Hairspray is one of the quirkiest musicals I have ever watched. The story centers around Tracy Turnblad (Nikki Blonsky), a peppy, “pleasantly plump” girl whose biggest dream is to star on the Corny Collins Show, a teenage dance show funded by Ultra Clutch Hairspray. Heavier girls don’t usually become dancing stars, but Tracy’s optimism and friendliness enable her to fight not only to make her own dreams come true, but to help others achieve their dreams as well. Though this might seem like a silly movie at first glance, it tackles issues of racism, bullying and self-confidence in ways that will stick with you long after the credits have rolled past the screen.
The biggest issue addressed in Hairspray is racial integration, the inclusion of people of all colors in all areas of society. While schools were desegregated by law back in the 50’s, by the 60’s when Hairspray takes place, it is clear that black citizens do not have equal rights. While The Corny Collins Show might put on a pretty face, such insiduous lines in “The Nicest Kids in Town” as, “Nice white kids who like to lead the way, and once a month we have our Negro Day” show that television was still very much a whites-only zone. Even when Ms. Motormouth Maybelle (Queen Latifah) and the African American stars perform, the commercials they must push are for such things as Nap-Away, a shampoo to make naturally kinky African American hair more straight, like white folks’.
For Tracy Turnblad, even though she has grown up in a country rife with racism, such hate doesn’t seem to be a concept for her. It’s implied that the reason for this is that she has been marginalized by society too because of her weight. She knows what it’s like to be underestimated and not given the same chances as her more svelte classmates. While the hardships she faces are not nearly on the level of her black classmates, it goes to show that race is not the real issue here: hate is. People can always find something to hate in other people, be it their size, their beliefs or the color of their skin.
Just because the odds are stacked against you though, doesn’t mean you give up. In “Run and Tell That”, Tracy and her best friend Penny (Amanda Bynes) meet a confident young man named Seaweed (Elijah Kelley) who sings of how silly it is that society can’t see his worth, because he and his friends are obviously awesome. Tracy is inspired by Seaweed and his friends, and they in turn are inspired by her, leading the group to eventually stand up in protest, fighting for racial integration. It just goes to show that your own confidence can inspire not only you, but countless others as well.
One of the sweetest story arcs is the budding romance between Penny and Seaweed. From the moment they met there was a connection, such a strong one that getting together made all the sense in the world to them though society said otherwise.
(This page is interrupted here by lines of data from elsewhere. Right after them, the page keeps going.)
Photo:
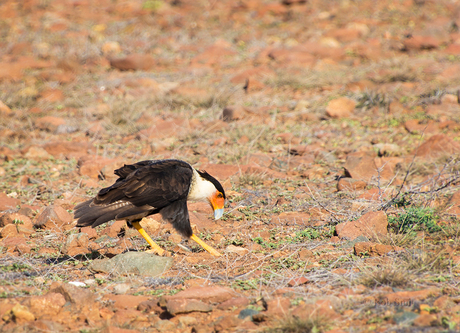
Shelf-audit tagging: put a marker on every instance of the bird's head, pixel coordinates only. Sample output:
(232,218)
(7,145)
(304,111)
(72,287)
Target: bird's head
(216,196)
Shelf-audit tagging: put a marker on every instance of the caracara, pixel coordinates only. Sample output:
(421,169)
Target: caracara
(151,187)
When Motormouth Maybelle sees the two of them holding hands, she tells them, “Well, love is a gift, a lot of people don’t remember that. So, you two better brace yourselves for a whole lotta ugly comin’ at you from a never-ending parade of stupid.” Being together will probably never be easy for them because of the blind prejudice of others, but that does not weaken their love.
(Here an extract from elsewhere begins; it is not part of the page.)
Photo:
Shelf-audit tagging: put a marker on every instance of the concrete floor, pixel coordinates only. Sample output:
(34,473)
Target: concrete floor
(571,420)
Hairspray‘s music is excellent from beginning to end. Most songs were taken or adapted from the original 2002 Broadway musical, though some, like “Ladies’ Choice” and “Come So Far” were written for the film. Almost all of the songs are fun and upbeat, with quirky, intelligent lyrics that stick with you. Themes range from young, twitterpated love (“I Can Hear The Bells”) to the enduring, time tested love found in marriage (“Timeless To Me”), songs to build self-confidence (“Big, Blonde and Beautiful”) to petty high-school rivalries (“The New Girl in Town”).
While almost every song is Hairspray‘s repertoire is happy, there is one appropriately solemn song sung by Maybelle during the protest march. “I Know Where I’ve Been” reminds us that this fight goes beyond the right of black people to be seen on television; this is about their right to be treated as equal citizens. The battle has been long and costly and continues even after this tale from the 1960’s. There is no doubt though that this is a battle worth fighting. As Maybelle says, we must, “Use that pride in our hearts to lift us up to tomorrow, ’cause just to sit still would be a sin.”
Hairspray accomplishes what most movies can’t, bringing lasting depth to an overall corny movie. The corniness is part of the charm, leading you to watch Hairspray again and again for the laughs and catchy lyrics. You fall in love with each of the characters, chuckling at their goof-ups and cheering them on when things get tough. It may seem cheesy and simplistic to say that all you need to stop all the hatred and injustice in the world is love, but Hairspray reminds us how wonderfully simple yet simply priceless love is. If you want something funny with substance, a fluffy treat with some dollops of wisdom thrown in, then Hairspray is the movie for you.